- Kemp's Bay
- Coordinates: 24°01′24″N 77°31′57″W﻿ / ﻿24.0232°N 77.5326°W
- Country: Bahamas
- Island: Andros Island
- District: South Andros

Population (2010)
- • Total: 273
- Time zone: UTC-5 (Eastern Time Zone)

= Kemps Bay =

Kemp's Bay is a town on the island of Andros in the Bahamas and, before 1996, was also a district of the Bahamas.

==Former district==
The district consisted of the southern portion of the island. Its population in 2000 was 1,666 – the census recorded exactly equal numbers of males and females. The town had a population of 273 in 2010. New districts were created in Andros in 1996. The district of Kemps Bay was roughly replaced by South Andros.

==Transportation==
The village is served by South Andros Airport.

==Economy==
In 2002, businessmen Miko Maseratti and Michael Wilbanks visited the island and developed a plan to create infrastructure on the island to encourage economic growth. Part of the plan included turning grey water into usable water to encourage resort development. Geologists were hired to research the structure as well as city planners were hired for designing however there were no investors at the time and therefore the project was subsequently abandoned.

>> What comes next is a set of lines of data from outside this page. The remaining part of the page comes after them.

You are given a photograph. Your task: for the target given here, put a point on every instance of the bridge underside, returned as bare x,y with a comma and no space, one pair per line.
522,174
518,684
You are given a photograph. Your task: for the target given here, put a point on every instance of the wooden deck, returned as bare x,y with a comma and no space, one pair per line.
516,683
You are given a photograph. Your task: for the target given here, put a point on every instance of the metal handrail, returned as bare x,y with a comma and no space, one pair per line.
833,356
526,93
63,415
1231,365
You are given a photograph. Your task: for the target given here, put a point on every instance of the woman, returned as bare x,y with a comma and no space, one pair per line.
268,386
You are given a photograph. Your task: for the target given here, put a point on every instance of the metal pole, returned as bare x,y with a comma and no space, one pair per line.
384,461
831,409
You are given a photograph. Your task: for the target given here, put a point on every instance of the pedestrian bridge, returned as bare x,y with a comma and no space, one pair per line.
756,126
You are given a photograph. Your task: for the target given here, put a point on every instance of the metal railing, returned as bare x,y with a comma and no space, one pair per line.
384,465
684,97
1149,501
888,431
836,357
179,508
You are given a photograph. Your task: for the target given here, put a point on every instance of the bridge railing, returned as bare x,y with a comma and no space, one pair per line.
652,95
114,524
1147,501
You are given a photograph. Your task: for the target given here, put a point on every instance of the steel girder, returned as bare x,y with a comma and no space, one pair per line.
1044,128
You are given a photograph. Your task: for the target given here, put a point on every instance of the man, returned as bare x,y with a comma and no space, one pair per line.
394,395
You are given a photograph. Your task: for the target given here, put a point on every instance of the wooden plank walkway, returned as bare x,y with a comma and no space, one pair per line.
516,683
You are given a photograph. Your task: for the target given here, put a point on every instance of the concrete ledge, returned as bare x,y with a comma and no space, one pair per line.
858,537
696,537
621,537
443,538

Kemp's Bay has a grocery, a gas station, and a boat repair shop.

Kemp's Bay is known for its bonefishing and its conch shells. The average shell on the island is the size of an American football. They are large pearly pink and can weigh as much as 15 lb. A traditional island food is the conch. It is a versatile food and can be served fried, in salad, or in soup.

Kemp's Bay has a church and a youth center. There is no economy on the island, therefore many children grow up only to leave the island to seek work.

Homecoming festivals are a period for family island reunions when persons from each island community are encouraged to return to their roots and renew family and community ties. The festival also serves to promote community spirit and offer a venue for exposure to the culture and culinary talents of persons in the community.